[Beatrice]. Beatriz, a quien el Dante conociera ya desde los nueve años y que hacia el final de su vida le conduce hasta el umbral del Empíreo, la mujer que inspira el primer libro de su época de juventud, la Vida Nueva (v.), y a la que escoge como guía en el poema sacro (v. Divina Comedia) de la gran peregrinación humana que es, ante todo, su propia peregrinación vivida y sufrida, permanece indisolublemente ligada al poeta en el corazón de sus lectores.
Tal como su amor pretendía, consiguió hacer brillar para siempre su nombre con un esplendor vivo y profundo por muy pocos otros nombres humanos alcanzado. A pesar de ello, la luz que Beatriz irradia no nos lleva a conocerla claramente: un misterio no fácil de penetrar la envuelve. Por las crónicas florentinas sabemos que la Beatriz real era hija de Folco Portinari. Pero se hace muy difícil definir, concretar, expresar en nuestro lenguaje corriente la Beatriz del Dante, la de la Vita Nova y de la Commedia, la única que nos interesa.

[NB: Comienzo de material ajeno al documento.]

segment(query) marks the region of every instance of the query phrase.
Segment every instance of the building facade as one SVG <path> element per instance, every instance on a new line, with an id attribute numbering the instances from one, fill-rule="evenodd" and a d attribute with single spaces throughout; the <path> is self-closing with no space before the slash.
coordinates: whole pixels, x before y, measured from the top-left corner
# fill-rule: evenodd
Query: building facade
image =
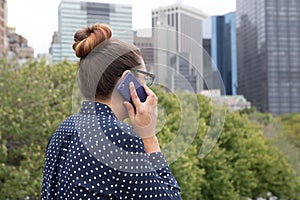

Muchos se han empeñado en ver en ella sólo un símbolo, así como muchos otros únicamente una mujer viva y real. Pero no es éste el modo de aclarar la cuestión. Acudamos a Dante, a sus versos, por los cuales permanece viva, y, particularmente, al Dante último, en el que las vanas apariencias ceden el paso a la luz de la verdad absoluta. Cuando el peregrino llega al Empíreo, al principio del canto XXX del «Paraíso», que figura entre lo más sublime que nos ha dejado; cuando su pluma, ya fatigada, parece moverse por propia virtud y superabundante gracia y aspira la brisa divina del último cielo, entonces su poesía renuncia al más caro de los temas, abandona el recurso permanentemente mantenido desde que empezara a versificar sus ideas: deja de cantar a Beatriz.
En el instante en que se halla frente a Dios, Dante pierde su guía fiel. Ni el más alto y puro de los amores humanos puede hacer de intermediario entre el peregrino y su Dios, al que finalmente ha vuelto: todo lazo con la tierra está roto. Y en este adiós a la mujer amada y a la poesía que la canta, Dante nos deja un testimonio precioso. Ante él se abre toda su vida de poeta, y, mientras con el pensamiento la recorre, la ve siempre iluminada por una imagen fiel, la reconoce como una continua tentativa de reflejar todo cuanto de más bello ha contemplado sobre la tierra.
Y de su corazón poseedor de la Verdad, de la sublimidad altísima y serena de esta hora ya alcanzada, de su arte ya sin mácula, sin vanos residuos, nacen las sublimes palabras: «Dal primo giorno ch’io vidi il suo viso / in questa vita, infino a questa vista, / non m’è il seguire al mio cantar preciso; / ma or convien che mio seguir desista / più dietro a sua bellezza, poetando, / come all’ultimo suo ciascuno artista» («Desde el primer día que vi su rostro / en esta vida, hasta mi actual contemplación / no se ha interrumpido la continuidad de mi canto; / pero ahora es preciso que mi poema desista / de seguir cantando la belleza de mi Dama, / como hace todo artista que llega al último esfuerzo en su arte») («Paraíso», XXX, 28-33).